Her name, spoken with so much ease, without a sign of self-consciousness, startled her. Her inquiring glance showed her that he was utterly unaware that he had spoken it. Her breath came quickly.

The birds sang and the stream sang, and suddenly her heart began to sing.

You see it had been so many years since Emily had known romance;—indeed, she had never known it—there had always been, in her mother's time, her sense of the proper thing, and her sense of duty, and her sense of making the best of things—and now for the first time in her life there was no make-believe. This was a world of realities, with Ulrich leading the way, his hands gathering flowers for her.

He stopped at last at the entrance of a sort of grotto where great ferns towered—at their feet was a bed of white violets.

"You see," he said, "I could not bring it. I came here this morning to pick the violets—for you—to let them say, 'I love you'—"

Even the birds seemed silent, and the little stream!

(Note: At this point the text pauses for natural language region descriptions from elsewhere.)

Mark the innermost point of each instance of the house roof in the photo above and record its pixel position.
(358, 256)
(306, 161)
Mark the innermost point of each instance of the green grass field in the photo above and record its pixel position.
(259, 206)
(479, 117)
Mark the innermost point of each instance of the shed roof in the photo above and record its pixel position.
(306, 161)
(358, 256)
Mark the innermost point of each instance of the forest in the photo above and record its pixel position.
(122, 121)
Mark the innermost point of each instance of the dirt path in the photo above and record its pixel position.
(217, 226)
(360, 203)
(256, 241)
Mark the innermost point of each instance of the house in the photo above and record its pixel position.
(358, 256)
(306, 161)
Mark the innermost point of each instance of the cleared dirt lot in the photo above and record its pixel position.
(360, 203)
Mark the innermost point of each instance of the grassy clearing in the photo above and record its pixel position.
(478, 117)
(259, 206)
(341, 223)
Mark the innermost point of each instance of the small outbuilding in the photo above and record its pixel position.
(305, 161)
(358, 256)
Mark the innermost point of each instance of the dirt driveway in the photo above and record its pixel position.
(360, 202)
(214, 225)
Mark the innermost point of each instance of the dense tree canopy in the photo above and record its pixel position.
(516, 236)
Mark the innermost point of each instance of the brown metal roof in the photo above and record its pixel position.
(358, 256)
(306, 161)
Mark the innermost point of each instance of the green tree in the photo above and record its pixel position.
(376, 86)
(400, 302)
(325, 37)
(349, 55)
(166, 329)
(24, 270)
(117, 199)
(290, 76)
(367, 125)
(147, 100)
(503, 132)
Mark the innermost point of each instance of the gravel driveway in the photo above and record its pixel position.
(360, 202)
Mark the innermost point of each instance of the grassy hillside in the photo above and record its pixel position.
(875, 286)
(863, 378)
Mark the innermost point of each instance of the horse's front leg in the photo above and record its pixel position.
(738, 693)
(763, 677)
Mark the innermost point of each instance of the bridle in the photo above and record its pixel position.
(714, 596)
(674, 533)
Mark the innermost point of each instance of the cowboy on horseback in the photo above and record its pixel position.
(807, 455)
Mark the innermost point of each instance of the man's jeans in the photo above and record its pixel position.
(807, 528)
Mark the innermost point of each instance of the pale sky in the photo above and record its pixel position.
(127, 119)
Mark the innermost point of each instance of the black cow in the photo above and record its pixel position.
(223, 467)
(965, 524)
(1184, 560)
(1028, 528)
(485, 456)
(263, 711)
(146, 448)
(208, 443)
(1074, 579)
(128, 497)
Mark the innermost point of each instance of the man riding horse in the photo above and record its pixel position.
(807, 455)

"And suddenly they spoke to me, 'Let her see us here, where you have so often thought of her. Tell her here that you love her—'

"How much I love you," and now she found her hands in his, "I cannot tell you. It seems to me that the thought of you as my wife is so exquisite that I cannot believe it will ever come to pass. And I have so little to offer you. Even my name is hated because it is a German name, and my old house is German, and my father—

"But my heart's blood is for America. You know that, and so I have dared to ask it, not that you will love me now, but that you may come to think of loving me, so that some day you will care a little."

The birds were singing madly, the streams were shouting—Emily was trembling. Nobody had ever wanted her like this—nobody had ever made her feel so young and lovely and—wanted—. She had had a proposal or two, but there had been always the sense that she had been chosen for certain staid and sensible qualities; there had been nothing in it of red blood and rapture.